Gerade liegen 1475 Autobahnkilometer hinter mir. Davon gut 900 Kilometer auf französischem Terrain, also entspanntes Fahren. Bei unseren Nachbarn gilt ein Tempo-Limit. Bei 130 ist Schluss. Regnet es, darf man, wie auch in den Ballungsgebieten, nur 110 fahren. Nun sind die Franzosen nicht gerade die diszipliniertesten Autofahrer. Auf der Landstraße sind sie gerne viel zu schnell unterwegs, verschaffen sich durchaus mal mit lautem Hupen Vorfahrt und tun so, als ob ihr Auto keinen Blinker hätte. Auf der Autobahn allerdings ist alles anders. Da halten sie sich an die Regeln, da wird nicht gerast. Dafür sorgen schon die vielen Radargeräte.

Das Schönste aber ist: Die Autobahn spricht mit einem. Auf elektronischen Anzeigetafeln über der Straße wird man nicht nur auf mögliche Verkehrshindernisse oder Unfälle hingewiesen. Nein, man erhält Botschaften aller Art: „Große Hitze. Denken Sie daran zu trinken“, heißt es da frei übersetzt. „Nutzen Sie die Mülleimer auf den Raststätten.“ „Aufgepumpte Reifen, das bringt Sicherheit.“ „Reisen bedeutet auch, Pausen zu machen.“ „Zu viele Verkehrstote auf der Autobahn. Runter vom Gas.“

Das Repertoire ist vielseitig. So vielseitig, dass es einem auch passieren kann, plötzlich in Leuchtschrift für alle sichtbar folgenden Text lesen zu können: „FRI-BM-370 trop vite.“ Zu schnell. Ich denke, ich habe eine Erscheinung, als ich plötzlich unser Autokennzeichen in großen Lettern vor mir auftauchen sehe. Dabei hatte ich gar nicht das Gefühl, zu flott gefahren zu sein. Das kann nämlich richtig teuer werden: Ist man bis zu 20 Stundenkilometer zu schnell, dann muss man 135 Euro zahlen, bei einer Geschwindigkeitsüberschreitung von mehr als 50 Sachen werden sogar 1500 Euro fällig. Der französische Staat ist allerdings kundenfreundlich: Denjenigen, die ihre Schuld in einer bestimmten Frist begleichen, wird ein Rabatt gewährt.

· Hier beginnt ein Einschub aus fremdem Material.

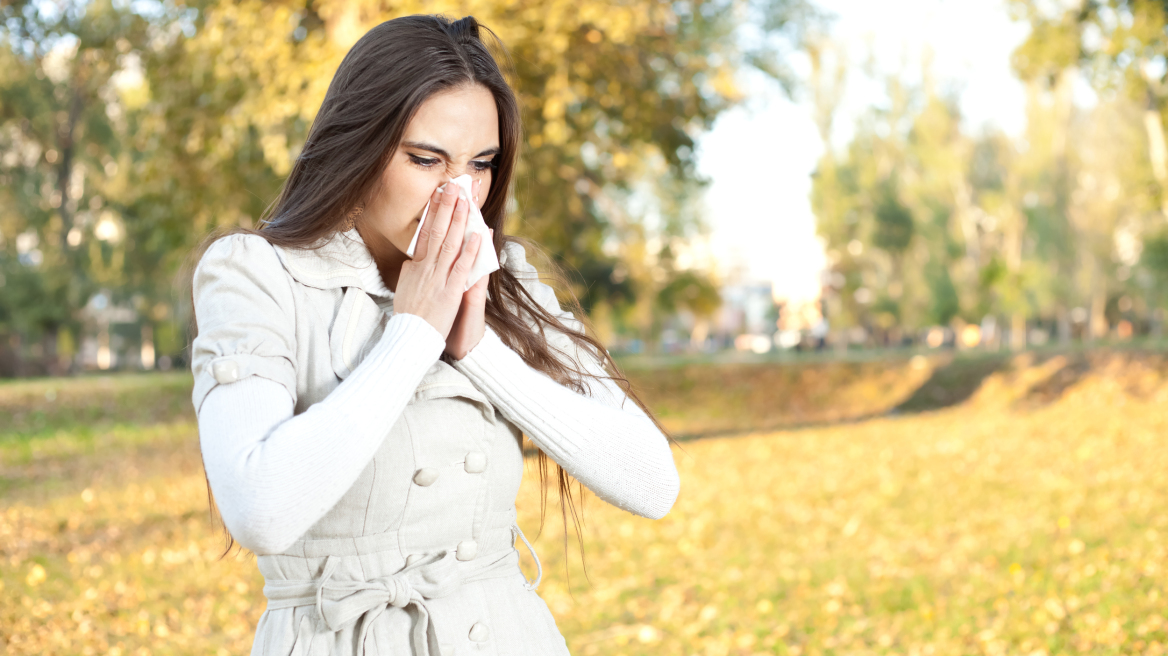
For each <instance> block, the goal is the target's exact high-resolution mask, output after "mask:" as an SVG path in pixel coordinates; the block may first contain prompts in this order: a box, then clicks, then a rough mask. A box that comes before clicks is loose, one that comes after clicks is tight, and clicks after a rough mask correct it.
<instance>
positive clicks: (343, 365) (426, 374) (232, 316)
mask: <svg viewBox="0 0 1168 656" xmlns="http://www.w3.org/2000/svg"><path fill="white" fill-rule="evenodd" d="M519 112H520V110H519V103H517V102H516V99H515V95H514V92H513V91H512V89H510V88H509V86H508V85H507V83H506V81H505V78H503V75H502V74H501V71H500V69H499V65H498V64H496V62H495V60H494V58H493V57H492V55H491V51H489V50H488V48H487V47H486V46H485V44H484V41H482V40H481V39H480V28H479V26H478V23H477V22H475V21H474V19H473V18H466V19H463V20H459V21H454V22H451V21H447V20H445V19H442V18H436V16H410V18H403V19H397V20H394V21H389V22H387V23H383V25H381V26H378V27H376V28H374V29H373V30H370V32H369V33H368V34H367V35H366V36H364V37H362V39H361V41H359V42H357V44H356V46H354V47H353V49H352V50H350V51H349V54H348V55H347V56H346V57H345V61H343V62H342V63H341V65H340V68H339V69H338V71H336V75H335V77H334V78H333V82H332V85H331V86H329V89H328V93H327V96H326V97H325V102H324V104H322V105H321V109H320V113H319V114H318V117H317V119H315V123H314V124H313V126H312V131H311V133H310V135H308V139H307V142H306V144H305V147H304V151H303V153H301V154H300V155H299V156H298V158H297V161H296V163H294V166H293V169H292V173H291V175H290V176H288V179H287V182H286V183H285V187H284V190H283V193H281V194H280V197H279V200H278V201H277V202H276V204H274V207H273V209H272V212H271V215H270V217H269V219H267V221H266V222H265V224H264V226H263V228H262V229H260V230H258V231H256V232H249V233H236V235H231V236H228V237H223V238H221V239H218V240H216V242H215V243H214V244H211V246H210V247H209V249H208V250H207V252H206V253H204V254H203V257H202V259H201V260H200V264H199V266H197V268H196V271H195V277H194V300H195V316H196V321H197V329H199V334H197V337H196V339H195V341H194V344H193V370H194V375H195V390H194V404H195V410H196V412H197V413H199V432H200V438H201V444H202V453H203V460H204V463H206V467H207V479H208V482H209V484H210V488H211V490H213V493H214V495H215V500H216V502H217V504H218V508H220V512H221V515H222V517H223V522H224V525H225V526H227V529H228V530H229V531H230V535H231V536H234V538H235V539H236V540H237V542H238V543H239V544H241V545H243V546H245V547H248V549H250V550H252V551H253V552H255V553H256V554H257V564H258V565H259V570H260V571H262V572H263V574H264V577H265V579H266V585H265V586H264V594H265V595H266V598H267V610H266V612H265V613H264V615H263V617H262V619H260V621H259V626H258V628H257V631H256V640H255V644H253V647H252V654H256V655H265V656H266V655H278V656H286V655H288V654H297V655H325V654H367V655H376V654H381V655H389V654H395V655H396V654H416V655H438V654H442V655H445V656H450V655H454V654H495V655H500V656H515V655H523V654H531V655H549V654H566V648H565V644H564V640H563V637H562V636H561V635H559V633H558V630H557V629H556V624H555V621H554V620H552V617H551V614H550V613H549V610H548V607H547V606H545V605H544V603H543V601H542V600H541V599H540V598H538V596H537V595H536V593H535V592H534V591H535V587H536V585H537V584H538V580H536V581H534V582H529V581H527V579H526V578H524V575H523V574H522V572H521V571H520V568H519V551H517V550H516V547H515V540H516V538H522V532H521V531H520V530H519V526H517V525H516V523H515V496H516V494H517V491H519V487H520V480H521V477H522V473H523V455H522V451H521V439H522V434H524V433H526V434H527V435H528V437H529V438H530V439H531V441H533V442H534V444H535V445H536V446H537V447H538V448H540V451H541V452H542V453H543V454H547V456H550V458H551V459H552V460H555V462H556V463H557V465H558V466H559V467H562V469H563V472H566V473H568V474H569V475H571V476H573V477H576V479H577V480H578V481H580V482H582V483H583V484H585V486H586V487H589V488H590V489H591V490H593V491H595V493H596V494H597V496H599V497H600V498H603V500H605V501H607V502H610V503H613V504H616V505H618V507H620V508H623V509H625V510H628V511H631V512H635V514H638V515H641V516H645V517H653V518H659V517H662V516H663V515H665V514H666V512H668V511H669V509H670V507H672V505H673V503H674V500H675V498H676V495H677V489H679V481H677V473H676V469H675V468H674V463H673V456H672V453H670V451H669V446H668V442H667V440H666V438H665V437H663V435H662V433H661V432H660V431H659V430H658V427H656V425H655V423H654V421H653V420H652V418H649V417H648V416H647V414H646V413H645V412H644V411H642V410H641V409H640V407H639V406H638V404H637V403H634V400H635V399H633V400H630V399H628V398H627V397H626V395H625V393H624V392H623V391H621V388H620V386H618V385H616V384H614V383H613V379H612V378H611V377H610V376H609V374H606V372H605V365H609V367H611V365H612V363H611V361H610V360H609V357H607V354H606V353H605V351H604V349H603V348H602V347H600V346H599V344H598V343H597V342H595V341H593V340H591V339H589V337H586V336H585V335H584V333H583V327H582V324H580V323H579V322H577V321H576V320H575V319H572V316H571V314H569V313H565V312H562V310H561V308H559V306H558V303H557V302H556V295H555V293H554V292H552V289H551V288H550V287H548V286H545V285H543V284H541V282H540V280H538V278H537V275H536V273H535V268H534V267H533V266H530V265H529V264H528V263H527V261H526V258H524V251H523V249H522V247H521V246H520V245H519V244H517V243H516V242H514V240H510V239H508V238H507V237H505V236H503V233H502V226H503V214H505V208H506V205H507V202H508V191H509V187H510V182H512V174H513V172H514V169H515V158H516V153H517V149H519V145H520V116H519ZM464 174H466V175H470V176H472V177H473V186H472V188H471V194H470V195H467V196H470V197H468V198H460V197H459V193H458V186H457V184H453V183H451V184H445V183H446V182H447V181H450V180H451V179H454V177H458V176H461V175H464ZM443 184H445V189H444V190H443V191H438V188H439V187H440V186H443ZM467 201H470V202H473V203H474V205H475V207H477V208H479V209H480V211H481V215H482V217H484V219H485V222H486V225H487V226H489V228H491V229H492V230H493V233H492V235H493V238H491V239H488V240H484V239H481V238H479V237H478V235H472V237H471V238H470V239H467V240H466V242H465V244H464V235H465V233H466V231H467V222H468V216H470V215H471V214H472V211H471V208H470V204H468V202H467ZM426 208H429V210H426ZM424 210H426V216H425V221H424V222H423V223H422V229H420V231H419V230H418V225H419V222H420V219H422V217H423V211H424ZM416 232H417V246H416V250H415V252H413V257H412V258H410V257H406V254H405V253H406V252H408V251H409V249H410V244H411V240H412V239H413V237H415V233H416ZM481 249H494V250H495V252H496V253H498V258H499V263H500V264H501V268H499V270H498V271H495V272H494V273H491V274H489V275H487V277H484V278H481V279H480V280H478V281H473V285H472V286H470V287H468V288H467V282H472V280H468V272H470V271H471V265H472V263H473V261H474V260H475V257H477V256H478V252H479V250H481ZM561 491H562V493H563V486H562V490H561ZM523 542H524V543H526V542H527V540H526V538H524V539H523ZM533 554H534V553H533Z"/></svg>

Die erste Baustelle auf unserer langen Tour liegt in Luxemburg. Ein Vorgeschmack auf das, was uns in Deutschland erwartet. Kaum ist die Staatsgrenze passiert, wird die Autobahn zu einem Flickenteppich. Wüsste man nicht, dass wir das Jahr 2022 schreiben, könnte man glauben, in der ehemaligen DDR unterwegs zu sein. Leider habe ich die Autobahnbaustellen, durch die wir uns auf unserer Fahrt quälen mussten, nicht gezählt. Es war eine stattliche Anzahl. Mal war die Geschwindigkeit auf 80 km/h, mal auf 60 oder gar 40 begrenzt. Man musste höllisch aufpassen, von entspanntem Fahren keine Rede. Und da, wo mal nichts war, da wurde gerast. Die gute alte Lichthupe gibt’s immer noch. Ehrlich.

Auch in Zeiten des sichtbaren Klimawandels und der Aufforderung zum Energiesparen. Die letzten Autobahnkilometer habe ich nur eine Frage im Kopf: „Warum gibt es bei uns eigentlich kein generelles Tempolimit?“ Ach ja, da war doch was. Die Freiheit des Einzelnen geht in Deutschland über alles. Einschränkungen sind mit der FDP nicht zu machen. Kopfschüttelnd fahre ich in unserem freien Land in den nächsten Stau.